Von Konstanze Lempart
Neue Potenziale
Damit greift RFID genau in die bisherigen Problemfelder der Lieferscanner ein. Hier stehen die Bestandssenkung, die Auslastung und Effizienz der Produktion oder auch die Informationsweitergabe zwischen den Teilnehmern der Lieferkette im Mittelpunkt. RFID kann hier das Qualitätsmanagement verbessern, Schwund reduzieren und das Orten von Produkten erleichtern.
Herkömmliche Methoden sind - zum Beispiel bezogen auf Verfolgbarkeit, Ortung und Disposition - extrem kostentreibend, zeitaufwändig und kapitalbindend. Mit RFID muss dagegen niemand mehr verlorene Container oder Arbeitsmittel suchen. Auch kann RFID-basiertes Behältermanagement bei Unsicherheit über den Mengendurchsatz innerhalb der Produktion durch fertigungsbedingten Schwund Abhilfe schaffen.

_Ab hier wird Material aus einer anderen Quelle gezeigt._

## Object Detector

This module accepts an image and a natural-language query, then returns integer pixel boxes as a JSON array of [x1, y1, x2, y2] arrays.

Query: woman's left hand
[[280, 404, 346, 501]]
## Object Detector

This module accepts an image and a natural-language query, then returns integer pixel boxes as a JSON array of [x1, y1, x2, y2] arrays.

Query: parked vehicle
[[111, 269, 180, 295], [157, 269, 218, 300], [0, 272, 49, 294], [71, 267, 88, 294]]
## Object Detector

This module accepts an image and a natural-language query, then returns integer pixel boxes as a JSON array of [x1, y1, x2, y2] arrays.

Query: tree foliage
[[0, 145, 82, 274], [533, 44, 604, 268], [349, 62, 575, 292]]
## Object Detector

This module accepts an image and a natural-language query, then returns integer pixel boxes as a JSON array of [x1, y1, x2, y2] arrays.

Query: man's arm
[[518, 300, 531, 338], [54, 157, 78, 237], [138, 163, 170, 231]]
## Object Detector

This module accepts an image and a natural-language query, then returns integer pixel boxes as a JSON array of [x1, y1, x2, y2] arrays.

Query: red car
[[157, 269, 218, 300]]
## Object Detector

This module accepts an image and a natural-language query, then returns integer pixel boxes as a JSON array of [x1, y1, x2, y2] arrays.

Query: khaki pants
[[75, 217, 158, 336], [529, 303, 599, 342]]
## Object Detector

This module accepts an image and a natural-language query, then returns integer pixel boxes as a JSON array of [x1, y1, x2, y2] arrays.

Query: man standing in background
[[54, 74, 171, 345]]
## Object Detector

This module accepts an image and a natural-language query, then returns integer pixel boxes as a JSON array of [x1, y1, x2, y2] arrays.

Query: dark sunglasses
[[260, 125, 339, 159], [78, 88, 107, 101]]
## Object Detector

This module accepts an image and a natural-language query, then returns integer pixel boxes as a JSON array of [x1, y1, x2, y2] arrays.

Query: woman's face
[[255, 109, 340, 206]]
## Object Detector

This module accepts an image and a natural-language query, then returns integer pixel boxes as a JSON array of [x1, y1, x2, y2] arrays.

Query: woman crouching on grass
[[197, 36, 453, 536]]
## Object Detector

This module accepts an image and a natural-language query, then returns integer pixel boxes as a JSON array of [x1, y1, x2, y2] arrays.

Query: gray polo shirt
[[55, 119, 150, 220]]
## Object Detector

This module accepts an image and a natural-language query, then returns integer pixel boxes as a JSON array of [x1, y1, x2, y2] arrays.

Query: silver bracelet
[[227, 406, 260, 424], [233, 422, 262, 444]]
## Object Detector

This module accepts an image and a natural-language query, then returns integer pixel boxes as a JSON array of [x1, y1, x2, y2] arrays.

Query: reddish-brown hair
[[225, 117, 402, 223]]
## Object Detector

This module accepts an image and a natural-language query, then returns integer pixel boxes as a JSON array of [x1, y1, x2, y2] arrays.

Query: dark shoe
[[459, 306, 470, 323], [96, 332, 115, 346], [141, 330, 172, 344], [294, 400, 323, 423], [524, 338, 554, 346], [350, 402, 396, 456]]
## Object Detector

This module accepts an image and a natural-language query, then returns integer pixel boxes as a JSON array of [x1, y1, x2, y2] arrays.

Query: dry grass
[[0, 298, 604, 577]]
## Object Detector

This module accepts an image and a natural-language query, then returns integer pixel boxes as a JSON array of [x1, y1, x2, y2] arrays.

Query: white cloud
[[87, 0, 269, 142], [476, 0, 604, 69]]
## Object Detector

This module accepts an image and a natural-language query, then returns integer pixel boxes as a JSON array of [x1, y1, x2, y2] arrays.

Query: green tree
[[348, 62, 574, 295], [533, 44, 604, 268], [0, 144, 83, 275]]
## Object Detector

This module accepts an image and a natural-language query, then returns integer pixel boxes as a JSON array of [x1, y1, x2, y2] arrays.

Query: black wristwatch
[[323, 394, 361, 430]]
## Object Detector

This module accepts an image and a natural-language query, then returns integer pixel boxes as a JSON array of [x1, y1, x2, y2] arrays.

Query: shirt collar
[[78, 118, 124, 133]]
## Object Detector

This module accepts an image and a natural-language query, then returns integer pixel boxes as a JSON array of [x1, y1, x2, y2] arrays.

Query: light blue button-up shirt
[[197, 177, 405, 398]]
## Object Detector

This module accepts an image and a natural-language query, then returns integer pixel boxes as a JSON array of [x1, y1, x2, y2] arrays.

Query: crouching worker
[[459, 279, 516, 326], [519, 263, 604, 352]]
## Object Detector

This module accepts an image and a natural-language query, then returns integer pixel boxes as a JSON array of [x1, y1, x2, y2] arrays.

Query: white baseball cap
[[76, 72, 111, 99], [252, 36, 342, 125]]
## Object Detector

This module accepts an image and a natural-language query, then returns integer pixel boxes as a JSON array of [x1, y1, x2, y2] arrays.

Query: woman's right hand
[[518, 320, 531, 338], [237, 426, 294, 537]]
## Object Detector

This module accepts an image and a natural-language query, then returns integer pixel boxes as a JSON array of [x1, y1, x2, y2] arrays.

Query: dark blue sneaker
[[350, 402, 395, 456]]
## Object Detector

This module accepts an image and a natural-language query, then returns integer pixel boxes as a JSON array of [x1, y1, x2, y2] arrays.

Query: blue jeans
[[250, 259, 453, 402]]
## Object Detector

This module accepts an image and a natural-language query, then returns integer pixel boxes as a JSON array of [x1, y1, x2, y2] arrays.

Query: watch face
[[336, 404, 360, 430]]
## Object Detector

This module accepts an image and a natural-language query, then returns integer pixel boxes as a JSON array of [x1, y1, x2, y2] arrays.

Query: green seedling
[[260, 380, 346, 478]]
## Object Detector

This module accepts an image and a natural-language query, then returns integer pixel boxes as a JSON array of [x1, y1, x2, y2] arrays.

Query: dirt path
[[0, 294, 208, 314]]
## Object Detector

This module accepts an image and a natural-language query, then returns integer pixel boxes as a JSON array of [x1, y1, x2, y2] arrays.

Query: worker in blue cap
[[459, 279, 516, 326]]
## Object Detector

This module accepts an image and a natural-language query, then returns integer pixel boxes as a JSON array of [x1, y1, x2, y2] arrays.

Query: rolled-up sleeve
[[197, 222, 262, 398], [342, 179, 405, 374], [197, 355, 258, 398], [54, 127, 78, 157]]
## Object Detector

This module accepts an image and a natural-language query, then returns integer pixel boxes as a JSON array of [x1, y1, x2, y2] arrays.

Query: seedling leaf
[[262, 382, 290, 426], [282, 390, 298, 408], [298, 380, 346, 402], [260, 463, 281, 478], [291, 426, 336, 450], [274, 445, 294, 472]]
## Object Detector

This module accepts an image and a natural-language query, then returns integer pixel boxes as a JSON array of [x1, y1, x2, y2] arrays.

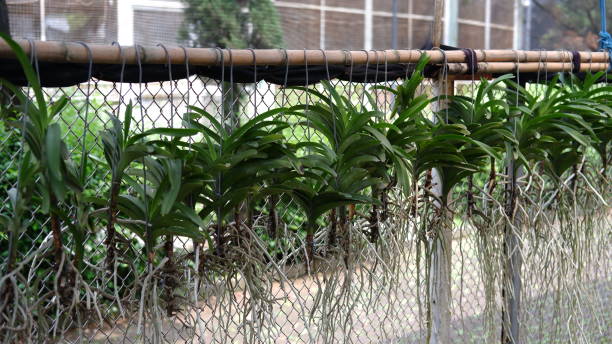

Das Qualitätsmanagement kann ebenfalls verbessert werden. "In der Produktionskette gibt es Arbeitsschritte, die man dem einzelnen Objekt nicht ansieht, zum Beispiel die exakte Verweildauer eines Produktes in einem Ofen mit einer genau einzuhaltenden Temperatur", erklärt Volker Roelofsen, Vice President SCM und RFID bei der Seeburger AG.
"Auf einem RFID-Chip lassen sich aber diese Abläufe dokumentieren, so dass im Warenausgang sichergestellt werden kann, dass das ausgesandte Produkt wirklich fertig ist und den werksinternen Qualitätsstandards entspricht." Damit lassen sich zum Bespiel enorme Kostensenkungspotenziale bei der Rückverfolgbarkeit und Identifikation von Artikeln im Fall von Qualitätsproblemen in folgenden Bearbeitungsschritten erschließen.
Kein Allheilmittel
"Noch eruieren Unternehmen die Einsatzmöglichkeiten von RFID und diskutieren über Kosten und Nutzenpotenziale. Es gibt eine überschaubare Anzahl von bereits durchgeführten RFID-Projekten, die sich in erster Linie auf die Optimierung der werksinternen Abläufe konzentrieren", so Roelofsen. Schließlich lässt sich in der internen Supply Chain am einfachsten der optimale Einsatz von RFID bestimmen.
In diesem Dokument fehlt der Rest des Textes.